Monescillo y Viso, Antolín. Corral de Calatrava (Ciudad Real), 2.IX.1811 – Toledo, 11.VIII.1897. Canónigo, obispo de Calahorra-La Calzada y de Jaén, arzobispo de Toledo, cardenal, diputado y senador, escritor.

Manchego por nacimiento y por ser el único cardenal con este origen y toledano por su formación y porque allí acabó sus días siendo primado. En su carrera eclesiástica recorrió buena parte del escalafón. Tuvo una buena formación intelectual, gracias a la ayuda de su paisano, el deán de Toledo, Lorenzo Hernández Alba. Ordenado sacerdote en 1836, se doctoró en Teología (1840) con sobresaliente y obtuvo un curato con muy buena calificación. Realizó sus estudios en los años finales del reinado de Fernando VII y primeros de las regencias, años de la exclaustración, desamortización de Mendizábal y matanza de frailes. No eran años fáciles y tampoco lo fueron los siguientes a su ordenación. Tras la muerte del cardenal Inguanzo, se opuso a que ocupase la sede primada Pedro González Vallejo, no aceptado por Roma y, a su muerte, su vicario Golfanguer. Perseguido, debió esconderse hasta que se presentó a la autoridad en Madrid. Le desterraron a San Sebastián y de allí huyó a Francia.

Volvió en 1843, reinando ya Isabel II.

Al no haber podido ocupar el curato que había conseguido ni poder optar a una canonjía en Toledo, se trasladó a Madrid, desde donde realizó una fecunda actividad intelectual, en parte con amigos y compañeros de estudio en Toledo: León Carbonero y Sol, Manuel de Jesús Rodríguez, Juan González el Chantre, los hermanos Lobo (Francisco de Paula y Juan Nepomuceno, que acabarían como jesuitas), Pedro de Madrazo, Moreno Nieto y el poeta José Zorrilla. Fue este grupo el germen del primer periodismo católico en España. Monescillo, además, emprendió una tarea intelectual de amplios vuelos. Quiso poner a disposición de los sacerdotes obras solventes, que él tradujo y con frecuencia completó. Los autores escogidos pertenecían a una gama ideológica amplia: la Teodicea de Maret, la Simbólica de Moehler, la Refutación de las herejías, de Ligorio, la Historia del Concilio de Trento, de Sforza Pallavicino, la Historia elemental de la Filosofía de Bouvier y el Diccionario Teológico de Bergier.

Este último era el comienzo de una Biblioteca Eclesiástica, en la que se publicaron, además, dos volúmenes de un Tratado histórico y dogmático de la verdadera religión. Publicó también la Teología Universal de fray Tomás de Charmes, un Tractatus de Religione, de varios autores y otras obras menores: su Manual del Seminarista y Los deberes de los niños, dedicados a los hijos de los marqueses de Malpica, de los que era preceptor. En proyecto quedaron otros títulos: la Historia General de la Iglesia Católica de Berault-Bercastel, prolongada por el barón Henrion, un Manual de confesores de varios autores y tres obras más de Bergier: el Deísmo refutado por sí mismo, Certeza de las pruebas del cristianismo y Apología de la Religión Católica.
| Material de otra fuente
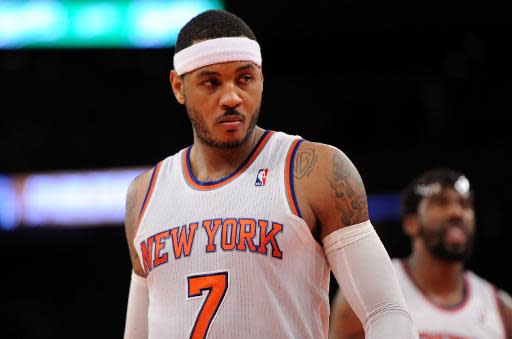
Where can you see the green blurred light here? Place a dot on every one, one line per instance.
(47, 24)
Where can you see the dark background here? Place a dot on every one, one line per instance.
(399, 87)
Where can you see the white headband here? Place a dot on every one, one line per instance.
(215, 51)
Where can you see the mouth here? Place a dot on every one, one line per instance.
(455, 235)
(231, 122)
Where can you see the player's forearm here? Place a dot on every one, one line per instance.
(137, 312)
(364, 272)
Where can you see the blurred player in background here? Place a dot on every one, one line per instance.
(445, 300)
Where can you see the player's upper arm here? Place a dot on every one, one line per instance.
(333, 188)
(134, 200)
(343, 323)
(506, 305)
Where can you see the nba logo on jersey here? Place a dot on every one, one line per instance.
(261, 178)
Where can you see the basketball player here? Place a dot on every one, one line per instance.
(445, 301)
(224, 235)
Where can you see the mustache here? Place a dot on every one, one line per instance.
(231, 112)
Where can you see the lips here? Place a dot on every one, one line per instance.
(229, 119)
(455, 235)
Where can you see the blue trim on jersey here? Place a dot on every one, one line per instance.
(208, 183)
(147, 191)
(292, 187)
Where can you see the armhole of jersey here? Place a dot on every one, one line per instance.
(501, 312)
(288, 175)
(147, 198)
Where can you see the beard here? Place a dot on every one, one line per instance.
(434, 241)
(204, 134)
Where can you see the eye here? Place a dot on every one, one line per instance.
(245, 78)
(212, 82)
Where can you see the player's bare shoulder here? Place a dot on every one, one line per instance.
(134, 200)
(506, 304)
(330, 183)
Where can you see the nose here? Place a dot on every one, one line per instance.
(230, 97)
(456, 210)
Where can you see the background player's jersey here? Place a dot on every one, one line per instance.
(232, 258)
(476, 317)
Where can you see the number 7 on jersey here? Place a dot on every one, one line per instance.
(217, 285)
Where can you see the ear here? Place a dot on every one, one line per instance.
(410, 225)
(177, 86)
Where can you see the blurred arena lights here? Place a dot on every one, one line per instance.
(96, 23)
(74, 199)
(94, 198)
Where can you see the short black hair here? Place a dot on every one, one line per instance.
(411, 196)
(212, 24)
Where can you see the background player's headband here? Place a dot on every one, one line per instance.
(461, 185)
(216, 51)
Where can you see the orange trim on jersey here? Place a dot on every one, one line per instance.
(194, 183)
(446, 308)
(148, 196)
(288, 175)
(501, 312)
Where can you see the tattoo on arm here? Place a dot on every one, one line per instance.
(304, 162)
(349, 191)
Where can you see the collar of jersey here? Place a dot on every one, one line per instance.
(210, 185)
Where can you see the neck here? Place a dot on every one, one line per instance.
(442, 281)
(211, 163)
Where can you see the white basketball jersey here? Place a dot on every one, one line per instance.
(476, 317)
(232, 258)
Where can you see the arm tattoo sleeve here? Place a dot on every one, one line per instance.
(349, 191)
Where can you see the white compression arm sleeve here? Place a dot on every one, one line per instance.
(365, 274)
(136, 326)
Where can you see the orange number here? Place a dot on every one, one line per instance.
(216, 284)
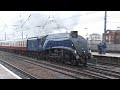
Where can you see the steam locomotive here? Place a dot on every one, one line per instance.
(68, 48)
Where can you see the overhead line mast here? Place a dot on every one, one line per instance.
(105, 25)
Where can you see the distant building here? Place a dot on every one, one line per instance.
(94, 38)
(112, 36)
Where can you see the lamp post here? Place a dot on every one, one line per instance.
(105, 25)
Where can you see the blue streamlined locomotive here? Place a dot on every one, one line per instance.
(68, 48)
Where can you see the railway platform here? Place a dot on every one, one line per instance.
(5, 73)
(109, 58)
(107, 54)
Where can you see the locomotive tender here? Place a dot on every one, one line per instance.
(68, 48)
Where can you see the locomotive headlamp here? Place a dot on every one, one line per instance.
(75, 52)
(77, 57)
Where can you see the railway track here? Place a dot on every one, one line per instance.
(107, 70)
(76, 73)
(91, 72)
(18, 69)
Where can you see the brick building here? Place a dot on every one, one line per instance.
(94, 38)
(113, 36)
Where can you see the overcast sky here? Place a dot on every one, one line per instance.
(38, 23)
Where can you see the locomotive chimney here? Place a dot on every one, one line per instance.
(74, 34)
Todo ello mostraba su convicción de que era urgente responder al ambiente con un clero instruido.

Cuando la mayoría de los católicos españoles contemporáneos sesteaban al amparo del moderantismo oficial, Monescillo intuía el reto intelectual que se le presentaba a la Iglesia.

Estos proyectos quedaron truncados cuando comenzó su carrera jerárquica. En 1849 el marqués de Valmediano, señor de Estepa, le presentó para la Vicaría nullius de Estepa, cargo cuasi episcopal, pues contaba con territorio propio separado, dependiente directamente de la sede apostólica. Publicó pastorales y escribió en revistas. La vicaría nullius era un anacronismo con el que acabó el Concordato de 1851.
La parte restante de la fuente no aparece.